I think there are two distinct subgroups within this larger rural American culture you allude to: Westerners and Southerners. Having grown up in the South, and lived and worked in the Mountain West (but not on the West Coast!) I can tell you that genuine stay-off-my-back libertarianism as found in states like Nevada, California, Montana, Arizona, etc. can’t be found in much of the Southeast. Based on my own experience of growing up in the rural South, and then encountering Americans from other parts of the country, I am continually struck on how communal, geroncratic, and hierarchical my people are. My relatives might rail at the federal government, and some will do the small government and everyman an island talking points, but they don’t buck the system, and respond negatively to anything not condoned by authority. My sister was “odd” for jogging back in the 1990s, but once people saw President Bush doing it, I started seeing more people engage in it, in a sort of half-hearted way. Southerners do what they are told by local political, economic, clerical, and [perhaps most importantly] television authorities. In many ways, I found the people I grew up around to be much more like Russians, Middle Easterners, and Latin Americans then the typical “American” stereotypes of the rugged cowboy or suburban Yankee go-getter. I believe deToqueville came to the same conclusion concerning Southerners, whom he said resembled Latin Americans more than their Yankee counterparts.
Personally, I wasn’t surprised when Ashcroft acted like such a big government thug regarding marijuana prohibition and how popular that was amongst Southern values voters. But, given the right message, these people would immediately shift their opinions regarding “dope.” After all, most of them have no problems with tobacco, alcohol, and rampant perscription drug use. When I was younger and more annoyed by hypocritical paternalistic expectations I used to try and engage my relatives in debate, pointing out the inconsistencies in their opinions. I quickly learned to never try and tell them that farm-aid, the VA, or medicare are all forms of welfare, or try to explain that it isn’t the job of government to bring the factories back, that nobody owes them a job, and that the Southeast is the largest recipient of social safety-net spending. I gave up. I will say this, local and familial communalism might prove to be a benefit if the US suffers any major economic catastrophe. But, on the other hand, Southerners’ reluctance to try new approaches to problem-solving, unless approved by authorities, and to benefit from dramatic shifts in economic patterns, might prove to be their downfall. We’ll all sit around and wait for the factories to come back, in the same way our ancestors kept using old fashioned farming techniques.

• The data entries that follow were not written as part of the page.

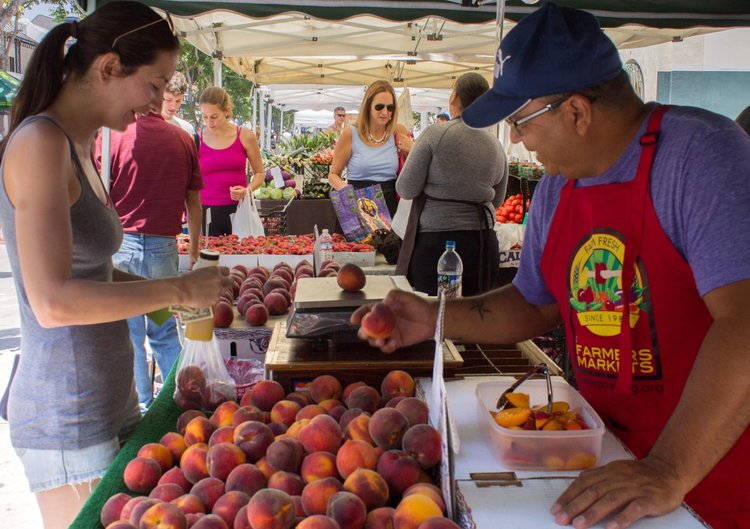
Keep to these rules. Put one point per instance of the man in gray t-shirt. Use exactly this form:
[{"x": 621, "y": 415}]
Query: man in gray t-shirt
[{"x": 637, "y": 243}]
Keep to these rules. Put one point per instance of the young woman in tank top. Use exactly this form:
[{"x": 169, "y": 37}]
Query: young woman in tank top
[
  {"x": 61, "y": 231},
  {"x": 370, "y": 149},
  {"x": 225, "y": 151}
]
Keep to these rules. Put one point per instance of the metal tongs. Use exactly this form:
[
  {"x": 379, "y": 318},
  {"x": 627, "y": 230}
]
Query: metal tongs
[{"x": 536, "y": 370}]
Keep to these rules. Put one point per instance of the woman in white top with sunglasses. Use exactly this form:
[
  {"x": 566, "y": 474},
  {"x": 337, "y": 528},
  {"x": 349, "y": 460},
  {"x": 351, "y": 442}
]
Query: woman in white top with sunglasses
[{"x": 370, "y": 148}]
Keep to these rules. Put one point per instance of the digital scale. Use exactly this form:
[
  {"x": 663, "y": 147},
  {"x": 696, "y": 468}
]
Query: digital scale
[{"x": 318, "y": 338}]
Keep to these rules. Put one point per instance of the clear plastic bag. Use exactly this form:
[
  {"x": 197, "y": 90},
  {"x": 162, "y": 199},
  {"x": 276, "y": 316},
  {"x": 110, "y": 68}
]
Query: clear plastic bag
[{"x": 202, "y": 381}]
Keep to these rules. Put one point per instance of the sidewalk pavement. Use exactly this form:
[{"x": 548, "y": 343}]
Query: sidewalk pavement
[{"x": 18, "y": 507}]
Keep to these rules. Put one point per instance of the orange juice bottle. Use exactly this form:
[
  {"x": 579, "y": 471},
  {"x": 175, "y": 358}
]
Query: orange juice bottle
[{"x": 203, "y": 330}]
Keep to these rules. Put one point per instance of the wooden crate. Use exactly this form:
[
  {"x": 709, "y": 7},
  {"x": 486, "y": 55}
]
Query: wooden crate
[{"x": 508, "y": 359}]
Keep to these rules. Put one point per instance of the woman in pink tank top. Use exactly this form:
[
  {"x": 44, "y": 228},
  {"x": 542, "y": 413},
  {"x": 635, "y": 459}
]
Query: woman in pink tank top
[{"x": 224, "y": 152}]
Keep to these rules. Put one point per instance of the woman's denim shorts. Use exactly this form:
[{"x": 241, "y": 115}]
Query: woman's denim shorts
[{"x": 50, "y": 469}]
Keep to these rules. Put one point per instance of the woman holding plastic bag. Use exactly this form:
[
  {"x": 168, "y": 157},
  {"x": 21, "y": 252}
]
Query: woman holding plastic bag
[
  {"x": 246, "y": 220},
  {"x": 225, "y": 150},
  {"x": 456, "y": 177},
  {"x": 369, "y": 149},
  {"x": 61, "y": 231}
]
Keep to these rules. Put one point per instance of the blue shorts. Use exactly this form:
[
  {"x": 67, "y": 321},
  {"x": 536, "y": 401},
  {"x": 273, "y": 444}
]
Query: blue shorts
[{"x": 50, "y": 469}]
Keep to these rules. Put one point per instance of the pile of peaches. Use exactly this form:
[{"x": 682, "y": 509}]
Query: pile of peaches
[{"x": 331, "y": 458}]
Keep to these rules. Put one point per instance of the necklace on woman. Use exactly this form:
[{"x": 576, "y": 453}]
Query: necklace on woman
[{"x": 377, "y": 142}]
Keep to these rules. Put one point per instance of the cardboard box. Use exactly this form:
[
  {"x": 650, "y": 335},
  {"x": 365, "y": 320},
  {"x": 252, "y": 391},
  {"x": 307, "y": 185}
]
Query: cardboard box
[
  {"x": 357, "y": 258},
  {"x": 269, "y": 261},
  {"x": 248, "y": 344}
]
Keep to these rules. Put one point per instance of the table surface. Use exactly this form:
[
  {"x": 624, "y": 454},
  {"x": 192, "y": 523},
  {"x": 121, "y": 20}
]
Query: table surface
[{"x": 525, "y": 506}]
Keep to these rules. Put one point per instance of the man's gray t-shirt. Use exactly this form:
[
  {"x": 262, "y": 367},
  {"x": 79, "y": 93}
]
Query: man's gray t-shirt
[{"x": 701, "y": 193}]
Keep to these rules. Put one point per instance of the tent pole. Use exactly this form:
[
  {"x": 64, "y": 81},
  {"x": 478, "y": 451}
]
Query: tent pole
[
  {"x": 262, "y": 121},
  {"x": 218, "y": 80},
  {"x": 269, "y": 125}
]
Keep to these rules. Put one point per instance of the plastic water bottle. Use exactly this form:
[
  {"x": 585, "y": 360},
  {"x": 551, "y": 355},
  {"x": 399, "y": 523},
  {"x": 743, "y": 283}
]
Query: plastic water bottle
[
  {"x": 450, "y": 271},
  {"x": 326, "y": 246}
]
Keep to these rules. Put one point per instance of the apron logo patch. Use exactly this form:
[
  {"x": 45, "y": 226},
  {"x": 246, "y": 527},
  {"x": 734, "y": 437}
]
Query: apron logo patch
[{"x": 596, "y": 286}]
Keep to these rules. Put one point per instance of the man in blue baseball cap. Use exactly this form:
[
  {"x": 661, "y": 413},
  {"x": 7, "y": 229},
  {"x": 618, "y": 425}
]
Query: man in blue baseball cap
[{"x": 631, "y": 243}]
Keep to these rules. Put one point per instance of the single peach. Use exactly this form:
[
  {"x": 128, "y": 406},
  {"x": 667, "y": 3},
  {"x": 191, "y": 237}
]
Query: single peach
[
  {"x": 399, "y": 470},
  {"x": 325, "y": 387},
  {"x": 286, "y": 454},
  {"x": 438, "y": 522},
  {"x": 397, "y": 383},
  {"x": 266, "y": 393},
  {"x": 322, "y": 434},
  {"x": 380, "y": 518},
  {"x": 175, "y": 443},
  {"x": 246, "y": 478},
  {"x": 189, "y": 504},
  {"x": 356, "y": 454},
  {"x": 318, "y": 521},
  {"x": 285, "y": 412},
  {"x": 387, "y": 427},
  {"x": 366, "y": 398},
  {"x": 176, "y": 476},
  {"x": 112, "y": 508},
  {"x": 193, "y": 462},
  {"x": 289, "y": 482},
  {"x": 318, "y": 465},
  {"x": 369, "y": 486},
  {"x": 222, "y": 458},
  {"x": 414, "y": 409},
  {"x": 358, "y": 429},
  {"x": 271, "y": 509},
  {"x": 159, "y": 453},
  {"x": 379, "y": 322},
  {"x": 347, "y": 509},
  {"x": 424, "y": 443},
  {"x": 163, "y": 516},
  {"x": 167, "y": 492},
  {"x": 315, "y": 495},
  {"x": 351, "y": 278},
  {"x": 208, "y": 490},
  {"x": 429, "y": 490},
  {"x": 198, "y": 430},
  {"x": 414, "y": 509},
  {"x": 142, "y": 474},
  {"x": 309, "y": 411},
  {"x": 185, "y": 418},
  {"x": 228, "y": 505},
  {"x": 254, "y": 438}
]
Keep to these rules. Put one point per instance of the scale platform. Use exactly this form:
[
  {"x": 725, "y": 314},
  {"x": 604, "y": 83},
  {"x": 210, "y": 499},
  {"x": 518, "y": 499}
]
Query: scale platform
[
  {"x": 294, "y": 362},
  {"x": 321, "y": 309}
]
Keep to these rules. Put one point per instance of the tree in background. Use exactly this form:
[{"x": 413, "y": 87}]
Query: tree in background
[
  {"x": 13, "y": 10},
  {"x": 199, "y": 71}
]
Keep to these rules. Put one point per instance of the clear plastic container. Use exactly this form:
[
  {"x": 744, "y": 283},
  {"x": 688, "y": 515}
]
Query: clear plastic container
[{"x": 541, "y": 449}]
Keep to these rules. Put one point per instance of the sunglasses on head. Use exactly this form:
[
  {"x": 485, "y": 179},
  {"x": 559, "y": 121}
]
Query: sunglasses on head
[{"x": 381, "y": 106}]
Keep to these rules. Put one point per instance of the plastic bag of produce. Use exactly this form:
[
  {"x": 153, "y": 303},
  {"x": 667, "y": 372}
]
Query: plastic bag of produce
[
  {"x": 246, "y": 220},
  {"x": 202, "y": 381}
]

I guess my point is, coming from a native son who actually believes in small government, entrepenueral dynamism, and laissez faire economics, and has travelled a bit, these people aren’t as distinctly American as you guys would propose. In many ways, they resemble other peasant cultures found in Europe and the Middle East. As with those other peasants, Southern peasants almost always rely on common concensus even when they engage in “rebellious” behavior. Raising he&ll on Saturday night and repenting on Sunday morning ain’t individualism, it’s done been done. Also, despite their claims to the contrary, they are no more off the grid than any Starbucks denizen. We’ve forgotten so much that our grandparents knew how to do in terms of substinance skills, I suspect we will all starve if Walmart closes up. Wow, I didn’t intend to be so negative, oh well.